Author of Epf here. We had used Ember data for over a year before creating and switching to Epf.
Epf was heavily inspired (if not directly based on) many parts of Ember Data. We felt that Ember Data provided the right level of abstraction, but fell short and created road blocks for us in certain scenarios.
I've been using Ember-data for the past few months on side projects and it's getting a lot more stable. I've rarely had issues with it in the past few weeks.
"weeks" ??
Damn... I remember when I had to choose between angularJs and other JS frameworks a few months ago. Reading your comment makes me feel really good with my choice.
I've played around with Angular quite a bit lately as well and I definitely prefer Ember. You should really try both of them out and give them both a fair chance.
Also, you don't have to use data with Ember, it's just a benefit.
Last time I used it, I think it was Revision 11, it had issues with relationships and deletions, how is it holding up now? I'd love to give it another go!
There are still issues on rev13. For example, when binding to the didCreate event after committing a model, the model.id is not defined. You would think `didCreate`, fired when a response is returned from the server, and that response includes the complete model including the ID, your client-side model would now include the ID as well. Not so! You have to do tricks like `model.addObserver('id')` to get what you need.

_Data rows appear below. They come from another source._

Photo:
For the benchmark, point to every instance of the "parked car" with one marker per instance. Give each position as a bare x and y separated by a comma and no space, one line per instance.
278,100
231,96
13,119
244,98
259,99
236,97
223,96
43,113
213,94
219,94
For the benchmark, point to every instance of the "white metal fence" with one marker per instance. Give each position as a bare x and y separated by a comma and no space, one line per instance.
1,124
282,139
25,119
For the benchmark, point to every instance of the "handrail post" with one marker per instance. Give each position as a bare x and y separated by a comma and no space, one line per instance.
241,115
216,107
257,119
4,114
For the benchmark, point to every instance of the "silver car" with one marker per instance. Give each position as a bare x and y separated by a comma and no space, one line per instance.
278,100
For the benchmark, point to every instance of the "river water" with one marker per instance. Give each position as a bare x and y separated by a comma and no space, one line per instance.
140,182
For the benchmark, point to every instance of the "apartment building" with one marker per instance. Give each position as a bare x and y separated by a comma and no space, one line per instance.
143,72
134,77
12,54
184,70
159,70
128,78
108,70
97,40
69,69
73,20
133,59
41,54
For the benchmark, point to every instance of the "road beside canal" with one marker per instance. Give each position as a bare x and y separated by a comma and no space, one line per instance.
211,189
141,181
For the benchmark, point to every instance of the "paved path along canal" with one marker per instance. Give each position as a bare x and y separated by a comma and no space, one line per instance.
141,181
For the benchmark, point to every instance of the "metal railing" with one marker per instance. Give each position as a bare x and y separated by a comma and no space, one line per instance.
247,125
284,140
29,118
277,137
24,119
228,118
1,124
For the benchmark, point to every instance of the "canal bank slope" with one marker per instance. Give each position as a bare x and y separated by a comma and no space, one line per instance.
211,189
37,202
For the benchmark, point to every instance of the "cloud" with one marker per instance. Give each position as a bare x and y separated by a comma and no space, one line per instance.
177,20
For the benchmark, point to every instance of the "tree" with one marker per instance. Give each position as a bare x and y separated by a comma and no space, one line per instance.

Ember.js is great fun, until it goes horribly wrong. On the other hand, the Ember Core team does not call it a 1.0 — and they certainly do not say Ember Data is finished. I think it's unfair to judge such early builds.
Epf was heavily inspired (if not directly based on) many parts of Ember Data. We felt that Ember Data provided the right level of abstraction, but fell short and created road blocks for us in certain scenarios.